NEW YORK: Anxiété, dépression, auto-mutilations, voire suicides: avec la pandémie, un nombre croissant de jeunes Américains souffrent de troubles mentaux, poussant médecins, parents et éducateurs à tirer la sonnette d'alarme.
Des millions d'élèves et étudiants, condamnés aux cours en ligne, souvent depuis mars dernier, sont réduits à passer des heures devant l'ordinateur, privés de jeux, d'interactions en personne, de cours de sport, d'art ou de musique.
Urgences psychiatriques
Aucun chiffre national sur les suicides d'adolescents, en hausse aux Etats-Unis depuis 10 ans, n'est encore disponible pour 2020.

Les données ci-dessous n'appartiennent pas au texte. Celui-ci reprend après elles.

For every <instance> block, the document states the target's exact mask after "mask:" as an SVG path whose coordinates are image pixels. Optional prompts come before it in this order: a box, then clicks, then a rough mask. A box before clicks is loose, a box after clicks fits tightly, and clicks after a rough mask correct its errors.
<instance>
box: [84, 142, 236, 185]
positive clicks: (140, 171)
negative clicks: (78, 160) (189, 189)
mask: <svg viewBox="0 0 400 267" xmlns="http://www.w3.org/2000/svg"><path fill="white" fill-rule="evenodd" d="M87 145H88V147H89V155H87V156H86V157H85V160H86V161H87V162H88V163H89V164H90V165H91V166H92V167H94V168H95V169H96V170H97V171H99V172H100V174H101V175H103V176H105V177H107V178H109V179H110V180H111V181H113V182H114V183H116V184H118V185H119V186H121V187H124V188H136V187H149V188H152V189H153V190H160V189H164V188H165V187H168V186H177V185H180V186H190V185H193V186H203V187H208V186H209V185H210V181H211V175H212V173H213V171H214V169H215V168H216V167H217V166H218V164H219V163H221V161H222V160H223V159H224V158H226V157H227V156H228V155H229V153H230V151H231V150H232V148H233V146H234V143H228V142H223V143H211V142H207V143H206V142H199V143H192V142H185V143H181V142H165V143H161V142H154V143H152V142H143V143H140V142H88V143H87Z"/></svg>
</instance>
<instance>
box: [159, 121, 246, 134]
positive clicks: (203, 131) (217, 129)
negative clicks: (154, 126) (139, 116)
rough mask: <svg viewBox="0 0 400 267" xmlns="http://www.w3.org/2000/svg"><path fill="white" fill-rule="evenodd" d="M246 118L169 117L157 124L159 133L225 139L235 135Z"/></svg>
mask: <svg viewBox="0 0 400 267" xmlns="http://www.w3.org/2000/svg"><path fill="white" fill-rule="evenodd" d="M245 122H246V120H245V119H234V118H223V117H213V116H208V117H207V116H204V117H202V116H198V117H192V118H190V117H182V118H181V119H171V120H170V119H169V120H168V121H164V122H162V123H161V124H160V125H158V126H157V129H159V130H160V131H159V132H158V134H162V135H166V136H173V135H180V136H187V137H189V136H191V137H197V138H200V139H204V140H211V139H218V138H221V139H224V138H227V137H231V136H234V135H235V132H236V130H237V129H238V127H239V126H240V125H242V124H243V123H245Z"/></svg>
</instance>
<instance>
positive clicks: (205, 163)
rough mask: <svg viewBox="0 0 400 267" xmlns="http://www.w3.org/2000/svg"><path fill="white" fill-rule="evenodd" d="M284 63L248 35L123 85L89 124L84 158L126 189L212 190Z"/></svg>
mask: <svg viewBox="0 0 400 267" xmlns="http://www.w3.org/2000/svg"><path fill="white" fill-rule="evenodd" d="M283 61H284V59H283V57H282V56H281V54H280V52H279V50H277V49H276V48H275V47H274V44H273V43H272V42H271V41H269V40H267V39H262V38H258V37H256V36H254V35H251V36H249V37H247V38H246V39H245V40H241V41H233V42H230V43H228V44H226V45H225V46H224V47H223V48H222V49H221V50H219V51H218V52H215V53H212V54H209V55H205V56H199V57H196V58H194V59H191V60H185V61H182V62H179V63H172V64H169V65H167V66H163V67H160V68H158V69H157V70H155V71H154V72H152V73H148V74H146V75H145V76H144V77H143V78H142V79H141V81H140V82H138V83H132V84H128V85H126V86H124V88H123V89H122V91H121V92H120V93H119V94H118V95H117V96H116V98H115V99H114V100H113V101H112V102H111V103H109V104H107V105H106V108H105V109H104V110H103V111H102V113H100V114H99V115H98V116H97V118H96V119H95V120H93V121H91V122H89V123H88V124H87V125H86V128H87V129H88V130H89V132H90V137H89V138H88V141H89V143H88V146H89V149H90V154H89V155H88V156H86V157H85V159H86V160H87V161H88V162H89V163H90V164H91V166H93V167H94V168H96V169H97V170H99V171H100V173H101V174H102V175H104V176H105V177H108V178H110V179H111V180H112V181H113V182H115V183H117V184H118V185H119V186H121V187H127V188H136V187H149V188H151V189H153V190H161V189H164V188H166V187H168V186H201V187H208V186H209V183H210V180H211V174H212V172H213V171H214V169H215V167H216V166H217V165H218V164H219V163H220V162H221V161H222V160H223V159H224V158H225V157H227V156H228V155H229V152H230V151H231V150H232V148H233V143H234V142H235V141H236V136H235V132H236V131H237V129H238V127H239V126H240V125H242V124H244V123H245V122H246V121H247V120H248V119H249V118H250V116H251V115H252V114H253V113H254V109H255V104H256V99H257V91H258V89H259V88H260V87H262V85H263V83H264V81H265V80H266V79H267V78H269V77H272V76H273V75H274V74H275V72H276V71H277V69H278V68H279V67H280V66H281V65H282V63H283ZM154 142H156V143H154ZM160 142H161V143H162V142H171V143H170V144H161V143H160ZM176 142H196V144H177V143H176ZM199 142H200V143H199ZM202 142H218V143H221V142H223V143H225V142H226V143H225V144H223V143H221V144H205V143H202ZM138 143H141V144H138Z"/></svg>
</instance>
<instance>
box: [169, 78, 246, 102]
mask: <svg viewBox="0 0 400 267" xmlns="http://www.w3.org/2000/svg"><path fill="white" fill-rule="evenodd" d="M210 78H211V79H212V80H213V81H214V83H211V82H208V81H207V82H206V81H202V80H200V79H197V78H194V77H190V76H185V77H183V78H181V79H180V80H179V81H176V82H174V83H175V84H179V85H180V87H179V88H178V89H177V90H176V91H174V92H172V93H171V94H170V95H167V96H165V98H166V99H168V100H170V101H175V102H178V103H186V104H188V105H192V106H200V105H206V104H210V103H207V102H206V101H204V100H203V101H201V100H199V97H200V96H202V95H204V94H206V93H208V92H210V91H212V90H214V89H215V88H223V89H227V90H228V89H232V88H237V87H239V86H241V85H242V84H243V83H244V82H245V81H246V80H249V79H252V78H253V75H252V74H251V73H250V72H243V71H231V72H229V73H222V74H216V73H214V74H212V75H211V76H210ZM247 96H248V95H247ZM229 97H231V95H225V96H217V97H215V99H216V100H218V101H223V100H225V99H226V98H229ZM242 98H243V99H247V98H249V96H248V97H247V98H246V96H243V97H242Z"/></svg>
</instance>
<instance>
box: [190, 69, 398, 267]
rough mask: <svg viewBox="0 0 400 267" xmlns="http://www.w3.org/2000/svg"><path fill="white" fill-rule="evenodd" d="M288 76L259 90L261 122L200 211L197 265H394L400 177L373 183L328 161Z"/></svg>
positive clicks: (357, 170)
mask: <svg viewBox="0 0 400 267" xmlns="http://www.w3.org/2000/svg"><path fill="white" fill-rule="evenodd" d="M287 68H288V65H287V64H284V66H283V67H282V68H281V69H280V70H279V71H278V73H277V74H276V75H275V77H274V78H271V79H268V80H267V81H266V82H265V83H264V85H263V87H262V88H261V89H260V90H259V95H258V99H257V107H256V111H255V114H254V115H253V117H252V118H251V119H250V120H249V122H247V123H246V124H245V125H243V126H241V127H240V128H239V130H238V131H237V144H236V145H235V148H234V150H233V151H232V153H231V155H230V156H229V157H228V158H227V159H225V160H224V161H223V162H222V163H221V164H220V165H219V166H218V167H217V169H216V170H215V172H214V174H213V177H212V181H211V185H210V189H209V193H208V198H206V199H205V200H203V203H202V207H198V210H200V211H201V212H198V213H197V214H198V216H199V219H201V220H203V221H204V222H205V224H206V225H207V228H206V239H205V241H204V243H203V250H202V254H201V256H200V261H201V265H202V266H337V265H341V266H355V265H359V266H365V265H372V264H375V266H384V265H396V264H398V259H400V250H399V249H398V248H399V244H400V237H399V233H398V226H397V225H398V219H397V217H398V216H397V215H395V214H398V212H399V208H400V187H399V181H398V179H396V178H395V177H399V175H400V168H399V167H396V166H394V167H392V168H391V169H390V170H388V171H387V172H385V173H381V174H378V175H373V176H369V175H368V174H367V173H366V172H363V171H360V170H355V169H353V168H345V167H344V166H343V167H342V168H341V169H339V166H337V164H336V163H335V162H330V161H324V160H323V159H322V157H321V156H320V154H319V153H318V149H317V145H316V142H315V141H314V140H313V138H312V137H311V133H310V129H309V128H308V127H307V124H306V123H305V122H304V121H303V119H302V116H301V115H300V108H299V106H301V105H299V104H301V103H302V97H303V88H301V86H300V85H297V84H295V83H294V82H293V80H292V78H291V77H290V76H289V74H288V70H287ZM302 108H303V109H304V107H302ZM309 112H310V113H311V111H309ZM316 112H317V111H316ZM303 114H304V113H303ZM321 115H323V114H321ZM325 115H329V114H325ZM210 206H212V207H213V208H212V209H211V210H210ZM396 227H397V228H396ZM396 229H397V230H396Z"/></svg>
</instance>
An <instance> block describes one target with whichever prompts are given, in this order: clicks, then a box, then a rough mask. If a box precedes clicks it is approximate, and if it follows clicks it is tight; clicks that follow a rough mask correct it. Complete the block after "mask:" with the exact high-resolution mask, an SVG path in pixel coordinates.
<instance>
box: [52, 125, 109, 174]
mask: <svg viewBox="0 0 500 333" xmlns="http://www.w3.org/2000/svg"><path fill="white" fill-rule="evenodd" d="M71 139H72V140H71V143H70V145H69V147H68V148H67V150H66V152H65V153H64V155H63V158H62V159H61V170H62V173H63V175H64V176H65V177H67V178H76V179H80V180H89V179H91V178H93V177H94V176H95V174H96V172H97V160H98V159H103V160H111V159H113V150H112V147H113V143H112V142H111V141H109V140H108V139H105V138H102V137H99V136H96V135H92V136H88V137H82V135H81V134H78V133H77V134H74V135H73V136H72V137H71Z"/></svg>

Mais certains cas locaux sont frappants: dans un comté du Nevada qui englobe Las Vegas, 19 élèves se sont suicidés depuis mars, plus du double du chiffre de 2019. S'ils ne peuvent être attribués directement à la pandémie, les autorités, sous pression, ont annoncé la réouverture prochaine des écoles.
Pour Carlos Arballo, thérapeute au collège de Lawrence de Los Angeles, 100% virtuel depuis mars, "l'anxiété et la dépression sont énormes".
"Si pour les adultes la Covid a été une crise sanitaire, pour les enfants c'est une crise de santé mentale", explique Susan Duffy, professeure de pédiatrie et de médecine d'urgence à l'université Brown.
Selon les Centres de prévention et de lutte contre les maladies (CDC), les visites de jeunes de 12 à 17 ans aux urgences psychiatriques ont augmenté de 31% entre mars et octobre 2020, par rapport à la même période de 2019, tandis que celles des jeunes de 5 à 11 ans augmentaient de 24%.
Susan Duffy en fait l'expérience directement dans l'hôpital de l'Etat de Rhode Island où elle travaille. Comme nombre de ses collègues à travers les Etats-Unis, dit-elle, elle observe "une augmentation des chiffres des tentatives de suicide".
"Nous voyons plus d'enfants qui veulent s'infliger des blessures, assimilable à des tentatives de suicide, ce qui est très, très inquiétant", dit-elle.
Bras-de-fer avec les syndicats
Devant toutes ces données inquiétantes, la bataille pour la réouverture des écoles fait rage.
Les élèves sont "sans professeurs ou adultes bienveillants extérieurs au cercle familial, qui sont souvent ceux qui détectent des signes subtils de crise, de dépression, d'anxiété", souligne Mme Duffy.
Aux Etats-Unis, l'ouverture des établissements dépend de chaque district scolaire. Actuellement, 38% des écoles américaines ne proposent que de l'enseignement en ligne, contre 62% en septembre, selon le site Burbio qui suit les réouvertures d'écoles.
Fin janvier, un rapport des CDC a encouragé les réouvertures, en soulignant que les écoles observant distanciation physique, port du masque, et autres précautions sanitaires n'avaient pas constaté de propagation rapide du coronavirus en leur sein.
Mais les syndicats d'enseignants, inquiets de la contagion, résistent. Comme à Chicago, où mairie et syndicats ont engagé un bras-de-fer avec menace de grève, ou à Los Angeles, où les syndicats réclament que tous les enseignants soient vaccinés avant de rouvrir.
Les élèves sont "enfermés depuis bientôt un an, prisonniers des syndicats", déplore Deanna Caputo, la mère psychologue d'Arlington.
La réouverture est d'autant plus urgente que le stress généré par la pandémie, la hausse du chômage et de la précarité ont augmenté les cas de maltraitance familiale, selon les CDC.
"Ceux qui alertent sont souvent des enseignants", souligne Mme Caputo. "Quand les parents sont désespérés, il y a tendance aux comportements violents, à l'alcoolisme, et aux violences physiques et mentales".